By April 1924 Pyro completed five additional runs to the east coast from California ports. Her Pacific operations took her as far as the Philippine Islands. Upon return from the east coast 22 April 1924 she put in at Bremerton and decommissioned at the Puget Sound Navy Yard 10 September.

Pyro recommissioned 1 July 1939, Cmdr. R.S. Haggart in command. Assigned to the Naval Transportation Service, she resumed transport of ammunition, general cargo, and passengers, making five voyages to the east coast and five to Pearl Harbor by August 1941. She was assigned to Commander, Base Force, Train Squadron 8, Pacific Fleet 22 August 1941. Departing Mare Island 1 October~ she arrived Pearl Harbor one week later to commence operations in the Hawaiian area.

Pyro was moored at NAD West Lock in Pearl Harbor when the Japanese attacked on 7 December 1941. She suffered no serious damage and was credited with damaging one Japanese plane. Four days later she departed Pearl Harbor for San Francisco and Mare Island and carried ammunition from the west coast to Pearl Harbor until 30 September 1942. On 17 October she departed San Francisco for Alaskan waters where she issued a load of mines to smaller ships to be planted as a defense for the base at Adak. She returned to San Francisco 19 November. She departed San Francisco 8 December 1942, and upon arrival Espiritu Santo, New Hebrides Islands 2 January 1943, became primary ammunition ship for various fleet units that were operating in the area. Pyro steamed for San Francisco 2 August, arriving 7 September.

Departing San Francisco 11 November 1943 for Brisbane, Australia, she reported to Commander, Service Force, 7th Fleet 7 December 1943. From that date until 8 April 1944, Pyro transported ammunition from Australia, New Caledonia, and the New Hebrides to Milne Bay, New Guinea. From 13 April 1 through 12 July 1944 she replenished combatants engaged in the Admiralty Islands and Hollandia campaigns at various New Guinea harbors.

Pyro arrived Sydney, Australia 18 July 1944 for six weeks of repairs, returning 9 September to the new base of operations at Hollandia, where units of the fleet assembled for the invasion of Leyte. The ammunition ship remained at Hollandia until 3 November when she steamed to Seeadler Bay, Manus Island, Admiralty Islands for emergency repairs and reloading, returning to Hollandia 1 December 1944. She steamed for Leyte Gulf 19 December, arriving one week later and remaining in the Philippine area-replenishing combatants until 4 August 1945. Pyro then steamed for the Admiralty Islands for repair and overhaul.

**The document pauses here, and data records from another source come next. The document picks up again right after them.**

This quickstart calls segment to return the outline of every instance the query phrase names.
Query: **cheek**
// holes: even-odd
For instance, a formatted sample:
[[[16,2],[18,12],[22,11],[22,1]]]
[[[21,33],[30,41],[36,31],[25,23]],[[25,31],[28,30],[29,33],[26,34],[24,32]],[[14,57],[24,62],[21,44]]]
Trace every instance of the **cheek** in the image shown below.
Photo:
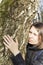
[[[38,42],[38,37],[37,36],[34,36],[34,41]]]

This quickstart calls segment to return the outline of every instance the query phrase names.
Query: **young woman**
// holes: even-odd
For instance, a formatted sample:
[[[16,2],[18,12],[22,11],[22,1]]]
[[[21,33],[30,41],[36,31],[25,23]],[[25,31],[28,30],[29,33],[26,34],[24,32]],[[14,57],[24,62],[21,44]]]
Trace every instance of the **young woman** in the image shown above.
[[[33,23],[29,29],[29,41],[26,47],[25,60],[18,50],[18,41],[13,41],[9,35],[3,37],[4,45],[13,53],[11,59],[14,65],[43,65],[43,23]]]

She departed the Admiralty Islands 17 October with a load of serviceable ammunition for transfer to the United States. After embarking troops enroute at Eniwetok, Marshall Islands, she arrived Seattle 21 November 1945. She remained there until 17 February 1946 and then steamed for San Francisco Bay, arriving the next day. After discharging her ammunition, she returned to Seattle 2 April. Pyro decommissioned at Seattle 12 June and was struck from the Navy List 3 July. She was turned over to the War Shipping Administration 14 July 1946, and in March 1950 she was sold to the National Metal and Steel Co. for scrapping.

Pyro earned one battle star for World War II service.

[Excerpts from Dictionary of American Naval Fighting Ships, Volume V. 1970. Historical Sketches- Pages 407 & 408- Navy Department, Office of the Chief of Naval Operations, Naval History Division,~ Washington, D_C.]

Notes: Armament varied during WWII. On 12/7/41 Pyro had 4-5"x51 cal that were of no use against aircraft. 2-3"50 cal plus .30 & .50 cal machine guns. Early in 1942, 2-1.1 Pom-Pom Guns were added at Mare Island. At a later date, the forward 2-5" guns were replaced with 2-3 "x 50 cal and 4-40mm guns added for A. A. protection.